< Isaiah 64 >

1 Oh that you would rend the heavens, that you would come down, that the mountains might flow down at your presence,
Och, dat Gij de hemelen scheurdet, dat Gij nederkwaamt, dat de bergen van Uw aangezicht vervloten;
2 As when the melting fire burns, the fire causes the waters to boil, to make your name known to your adversaries, that the nations may tremble at your presence!
Gelijk een smeltvuur brandt, en het vuur de wateren doet opbobbelen, om Uw Naam aan Uw wederpartijders bekend te maken! Laat alzo de heidenen voor Uw aangezicht beven.
3 When you did terrible things which we looked not for, you came down, the mountains flowed down at your presence.
Toen Gij vreselijke dingen deedt, die wij niet verwachtten; Gij kwaamt neder, van Uw aangezicht vervloten de bergen.
4 For since the beginning of the world men have not heard, nor perceived by the ear, neither has the eye seen, O God, beside you, what he has prepared for him that waits for him.
Ja, van ouds heeft men het niet gehoord, noch met oren vernomen, en geen oog heeft het gezien, behalve Gij, o God! wat Hij doen zal dien, die op Hem wacht.
5 You meet him that rejoices and works righteousness, those that remember you in your ways: behold, you are angry; for we have sinned: in those is continuance, and we shall be saved.
Gij ontmoet den vrolijke, en die gerechtigheid doet dengenen, die Uwer gedenken op Uw wegen; zie, Gij waart verbolgen, omdat wij gezondigd hebben; in dezelve is de eeuwigheid, opdat wij behouden wierden.
6 But we are all as an unclean thing, and all our righteousnesses are as filthy rags; and we all do fade as a leaf; and our iniquities, like the wind, have taken us away.
Doch wij allen zijn als een onreine, en al onze gerechtigheden zijn als een wegwerpelijk kleed; en wij allen vallen af als een blad, en onze misdaden voeren ons henen weg als een wind.

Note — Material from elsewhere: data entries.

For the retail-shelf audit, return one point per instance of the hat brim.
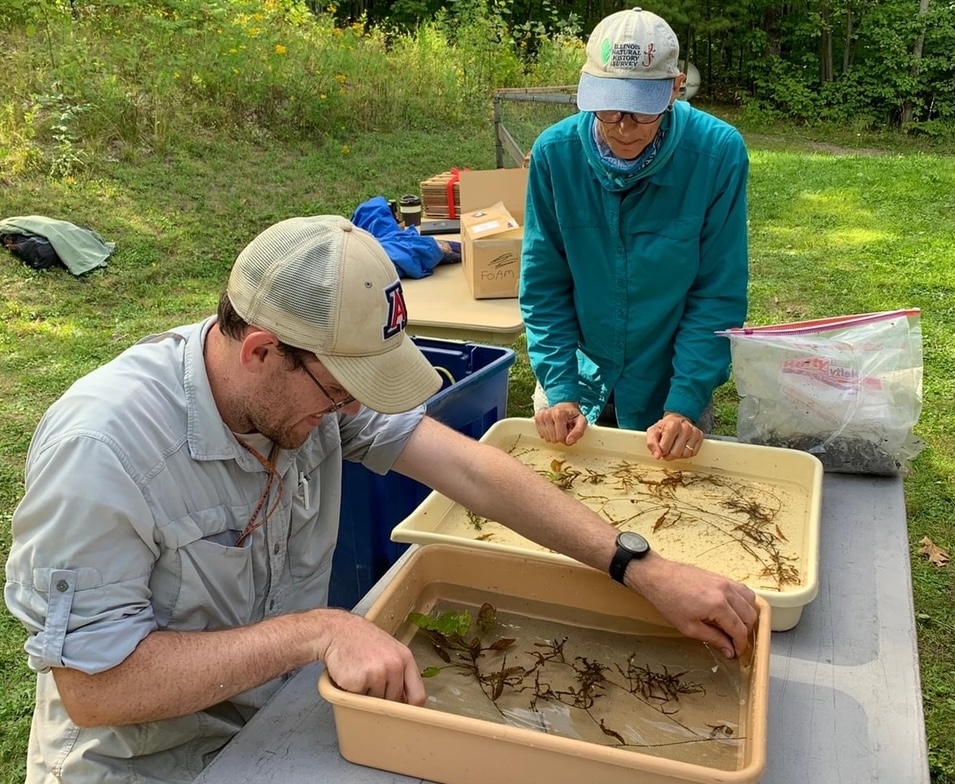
(642, 96)
(390, 383)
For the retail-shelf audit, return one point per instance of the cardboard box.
(491, 254)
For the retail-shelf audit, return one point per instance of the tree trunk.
(908, 108)
(825, 44)
(847, 51)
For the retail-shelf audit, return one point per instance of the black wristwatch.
(629, 546)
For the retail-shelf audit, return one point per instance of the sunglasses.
(334, 406)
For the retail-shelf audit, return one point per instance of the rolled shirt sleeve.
(78, 571)
(376, 440)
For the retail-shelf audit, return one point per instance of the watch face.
(635, 543)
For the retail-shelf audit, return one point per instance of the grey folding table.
(845, 701)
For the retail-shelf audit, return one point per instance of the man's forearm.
(176, 673)
(493, 484)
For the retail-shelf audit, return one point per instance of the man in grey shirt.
(171, 553)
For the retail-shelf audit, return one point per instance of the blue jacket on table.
(625, 280)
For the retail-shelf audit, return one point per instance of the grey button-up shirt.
(135, 494)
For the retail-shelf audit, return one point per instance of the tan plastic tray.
(454, 749)
(783, 478)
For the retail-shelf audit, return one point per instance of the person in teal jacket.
(635, 247)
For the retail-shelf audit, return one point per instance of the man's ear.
(258, 348)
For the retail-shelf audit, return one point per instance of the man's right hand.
(564, 423)
(363, 659)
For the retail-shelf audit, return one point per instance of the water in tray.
(617, 682)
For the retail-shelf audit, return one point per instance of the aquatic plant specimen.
(536, 673)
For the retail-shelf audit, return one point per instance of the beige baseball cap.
(633, 58)
(323, 285)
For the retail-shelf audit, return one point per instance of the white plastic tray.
(750, 512)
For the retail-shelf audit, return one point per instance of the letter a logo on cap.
(397, 311)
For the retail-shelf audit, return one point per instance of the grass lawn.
(839, 224)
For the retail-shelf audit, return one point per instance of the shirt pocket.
(313, 526)
(202, 580)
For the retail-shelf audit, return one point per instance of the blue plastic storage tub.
(473, 398)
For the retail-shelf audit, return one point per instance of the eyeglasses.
(612, 118)
(334, 406)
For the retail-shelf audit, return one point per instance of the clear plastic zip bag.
(846, 389)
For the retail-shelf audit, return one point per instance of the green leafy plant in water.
(448, 633)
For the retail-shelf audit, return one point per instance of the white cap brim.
(390, 383)
(642, 96)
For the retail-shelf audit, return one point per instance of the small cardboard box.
(491, 254)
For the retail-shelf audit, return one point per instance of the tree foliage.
(868, 62)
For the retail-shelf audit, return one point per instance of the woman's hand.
(673, 438)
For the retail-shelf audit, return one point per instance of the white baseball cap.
(323, 285)
(632, 59)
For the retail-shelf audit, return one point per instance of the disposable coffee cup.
(410, 208)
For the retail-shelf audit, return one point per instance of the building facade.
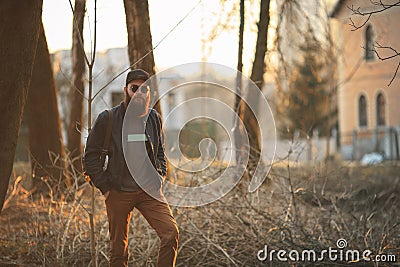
(368, 106)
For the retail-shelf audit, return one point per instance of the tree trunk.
(257, 74)
(238, 130)
(140, 41)
(77, 90)
(43, 117)
(19, 32)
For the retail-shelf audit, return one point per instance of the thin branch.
(79, 32)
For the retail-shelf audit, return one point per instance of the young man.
(122, 192)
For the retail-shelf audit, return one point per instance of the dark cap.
(137, 74)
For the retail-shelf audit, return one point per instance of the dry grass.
(302, 207)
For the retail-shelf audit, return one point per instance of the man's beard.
(140, 105)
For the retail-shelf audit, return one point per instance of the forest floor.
(300, 207)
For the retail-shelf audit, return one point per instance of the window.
(369, 43)
(380, 110)
(362, 111)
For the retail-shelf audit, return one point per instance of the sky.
(182, 45)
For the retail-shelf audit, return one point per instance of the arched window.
(362, 111)
(369, 43)
(380, 110)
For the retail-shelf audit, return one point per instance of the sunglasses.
(143, 89)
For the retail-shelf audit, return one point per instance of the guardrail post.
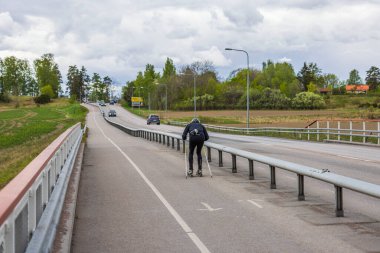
(350, 131)
(339, 201)
(234, 169)
(301, 193)
(317, 130)
(364, 133)
(272, 177)
(251, 170)
(220, 158)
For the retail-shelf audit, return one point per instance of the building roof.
(357, 87)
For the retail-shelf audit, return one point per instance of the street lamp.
(132, 97)
(140, 96)
(240, 50)
(195, 102)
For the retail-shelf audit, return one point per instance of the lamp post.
(132, 97)
(240, 50)
(195, 93)
(140, 97)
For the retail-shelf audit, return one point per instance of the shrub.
(42, 99)
(4, 97)
(308, 100)
(271, 99)
(47, 90)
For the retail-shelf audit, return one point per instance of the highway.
(134, 197)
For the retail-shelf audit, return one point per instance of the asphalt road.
(134, 197)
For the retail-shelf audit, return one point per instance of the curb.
(62, 242)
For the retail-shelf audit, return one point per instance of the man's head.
(195, 120)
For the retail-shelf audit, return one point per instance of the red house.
(357, 88)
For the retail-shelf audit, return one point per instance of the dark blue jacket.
(195, 129)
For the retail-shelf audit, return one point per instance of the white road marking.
(354, 158)
(171, 210)
(209, 208)
(254, 203)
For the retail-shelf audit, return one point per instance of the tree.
(330, 80)
(96, 84)
(169, 70)
(354, 77)
(107, 82)
(16, 76)
(77, 82)
(310, 73)
(373, 78)
(47, 73)
(278, 76)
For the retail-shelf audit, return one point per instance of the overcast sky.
(119, 37)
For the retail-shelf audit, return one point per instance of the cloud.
(118, 38)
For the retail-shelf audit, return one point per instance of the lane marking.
(171, 210)
(355, 158)
(254, 203)
(209, 208)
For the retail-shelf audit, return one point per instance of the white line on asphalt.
(171, 210)
(355, 158)
(254, 203)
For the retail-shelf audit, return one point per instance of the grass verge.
(26, 131)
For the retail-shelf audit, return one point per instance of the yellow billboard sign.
(137, 101)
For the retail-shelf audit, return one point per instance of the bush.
(271, 99)
(4, 97)
(42, 99)
(47, 90)
(308, 100)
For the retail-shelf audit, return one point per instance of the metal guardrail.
(319, 133)
(31, 203)
(340, 182)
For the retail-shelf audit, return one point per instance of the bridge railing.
(30, 205)
(340, 182)
(318, 133)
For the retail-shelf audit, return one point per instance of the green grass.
(26, 131)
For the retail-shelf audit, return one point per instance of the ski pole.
(184, 143)
(209, 169)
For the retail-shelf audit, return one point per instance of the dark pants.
(196, 141)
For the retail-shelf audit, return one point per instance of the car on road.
(112, 113)
(153, 119)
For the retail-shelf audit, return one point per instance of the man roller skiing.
(198, 135)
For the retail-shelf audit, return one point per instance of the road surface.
(133, 197)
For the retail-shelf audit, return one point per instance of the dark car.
(153, 119)
(112, 113)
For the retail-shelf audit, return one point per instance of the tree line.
(275, 86)
(43, 80)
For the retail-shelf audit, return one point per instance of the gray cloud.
(118, 38)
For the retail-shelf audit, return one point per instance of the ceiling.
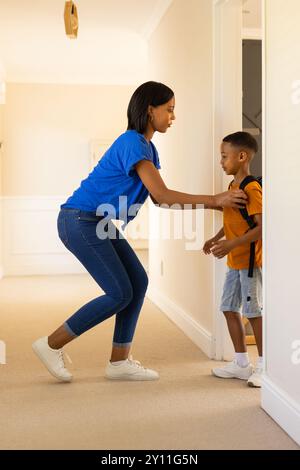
(252, 17)
(111, 47)
(112, 43)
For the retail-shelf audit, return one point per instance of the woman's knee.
(124, 296)
(141, 284)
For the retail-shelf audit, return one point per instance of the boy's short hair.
(243, 140)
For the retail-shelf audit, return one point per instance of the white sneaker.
(52, 359)
(129, 370)
(255, 379)
(233, 371)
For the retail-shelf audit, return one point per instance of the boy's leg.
(230, 305)
(256, 324)
(252, 303)
(252, 308)
(236, 331)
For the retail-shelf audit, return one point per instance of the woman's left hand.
(222, 248)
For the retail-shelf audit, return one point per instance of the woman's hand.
(235, 198)
(208, 245)
(222, 248)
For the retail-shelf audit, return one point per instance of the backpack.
(249, 219)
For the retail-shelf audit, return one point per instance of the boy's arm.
(210, 243)
(222, 248)
(219, 235)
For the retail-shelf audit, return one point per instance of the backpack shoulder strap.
(230, 184)
(244, 212)
(247, 180)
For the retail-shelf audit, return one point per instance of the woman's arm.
(151, 178)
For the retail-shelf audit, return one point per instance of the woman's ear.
(243, 156)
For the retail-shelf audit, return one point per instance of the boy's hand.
(208, 245)
(222, 248)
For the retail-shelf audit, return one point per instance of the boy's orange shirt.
(235, 226)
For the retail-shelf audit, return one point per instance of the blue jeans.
(114, 266)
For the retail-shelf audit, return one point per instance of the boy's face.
(232, 158)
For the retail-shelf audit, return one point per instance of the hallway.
(186, 409)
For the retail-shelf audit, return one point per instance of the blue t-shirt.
(114, 184)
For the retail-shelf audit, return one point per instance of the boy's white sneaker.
(255, 379)
(52, 359)
(129, 370)
(233, 371)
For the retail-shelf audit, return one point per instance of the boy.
(237, 151)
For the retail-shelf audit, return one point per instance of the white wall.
(47, 133)
(1, 236)
(181, 56)
(281, 390)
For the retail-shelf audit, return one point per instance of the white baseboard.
(282, 408)
(199, 335)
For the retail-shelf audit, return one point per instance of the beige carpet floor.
(186, 409)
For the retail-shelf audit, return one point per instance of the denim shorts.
(242, 291)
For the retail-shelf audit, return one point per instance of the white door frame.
(227, 32)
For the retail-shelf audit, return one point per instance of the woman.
(129, 168)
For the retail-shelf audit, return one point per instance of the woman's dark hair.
(149, 93)
(243, 140)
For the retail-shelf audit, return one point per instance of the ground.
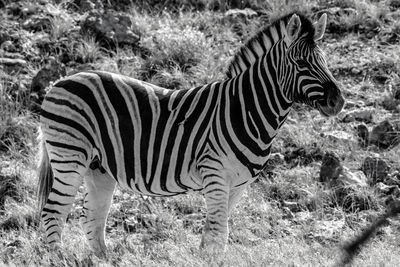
(287, 217)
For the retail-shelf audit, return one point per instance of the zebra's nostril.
(331, 102)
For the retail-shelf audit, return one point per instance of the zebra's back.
(146, 136)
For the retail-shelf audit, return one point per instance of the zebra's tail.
(45, 172)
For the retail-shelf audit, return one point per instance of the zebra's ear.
(293, 27)
(320, 27)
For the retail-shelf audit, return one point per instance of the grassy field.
(286, 218)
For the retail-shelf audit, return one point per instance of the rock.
(397, 94)
(110, 29)
(37, 23)
(392, 190)
(331, 168)
(357, 178)
(364, 114)
(247, 12)
(9, 187)
(393, 179)
(13, 65)
(340, 136)
(49, 73)
(384, 136)
(303, 155)
(353, 104)
(376, 169)
(291, 205)
(363, 135)
(13, 62)
(8, 46)
(89, 5)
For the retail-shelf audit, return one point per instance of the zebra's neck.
(254, 108)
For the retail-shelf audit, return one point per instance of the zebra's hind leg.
(100, 188)
(59, 202)
(215, 234)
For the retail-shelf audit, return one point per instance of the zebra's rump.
(146, 136)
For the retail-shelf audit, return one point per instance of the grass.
(285, 218)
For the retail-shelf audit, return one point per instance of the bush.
(172, 49)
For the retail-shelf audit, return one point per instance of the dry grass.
(287, 217)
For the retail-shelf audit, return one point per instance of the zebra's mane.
(262, 41)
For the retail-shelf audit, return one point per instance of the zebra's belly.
(160, 185)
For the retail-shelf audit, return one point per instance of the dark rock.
(303, 155)
(9, 187)
(49, 73)
(383, 189)
(331, 168)
(376, 169)
(110, 29)
(384, 136)
(13, 62)
(393, 179)
(364, 115)
(13, 65)
(363, 135)
(8, 46)
(37, 23)
(89, 5)
(246, 13)
(397, 94)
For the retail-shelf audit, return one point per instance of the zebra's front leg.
(59, 203)
(215, 234)
(100, 189)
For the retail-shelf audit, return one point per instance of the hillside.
(328, 178)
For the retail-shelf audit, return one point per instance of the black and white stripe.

7 And there is none that calls upon your name, that stirs up himself to take hold of you: for you have hid your face from us, and have consumed us, because of our iniquities.
En er is niemand, die Uw Naam aanroept, die zich opwekt, dat hij U aangrijpe; want Gij verbergt Uw aangezicht voor ons, en Gij doet ons smelten, door middel van onze ongerechtigheden.
8 But now, O LORD, you are our father; we are the clay, and you our potter; and we all are the work of your hand.
Doch nu, HEERE! Gij zijt onze Vader; wij zijn leem, en Gij zijt onze pottenbakker, en wij allen zijn Uwer handen werk.
9 Be not angry very sore, O LORD, neither remember iniquity for ever: behold, see, we plead to you, we are all your people.
HEERE! wees niet zo zeer verbolgen, en gedenk niet eeuwiglijk der ongerechtigheid; zie, aanschouw toch, wij allen zijn Uw volk.
10 Your holy cities are a wilderness, Zion is a wilderness, Jerusalem a desolation.
Uw heilige steden zijn een woestijn geworden, Sion is een woestijn geworden, Jeruzalem een verwoesting.
11 Our holy and our beautiful house, where our fathers praised you, is burned up with fire: and all our pleasant things are laid waste.
Ons heilig en ons heerlijk huis, waarin onze vaders U loofden, is met vuur verbrand; en al onze gewenste dingen zijn tot woestheid geworden.
12 Will you refrain yourself for these things, O LORD? will you hold your peace, and afflict us very sore?
HEERE! zoudt Gij U over deze dingen inhouden, zoudt Gij stilzwijgen, en ons zozeer bedrukken?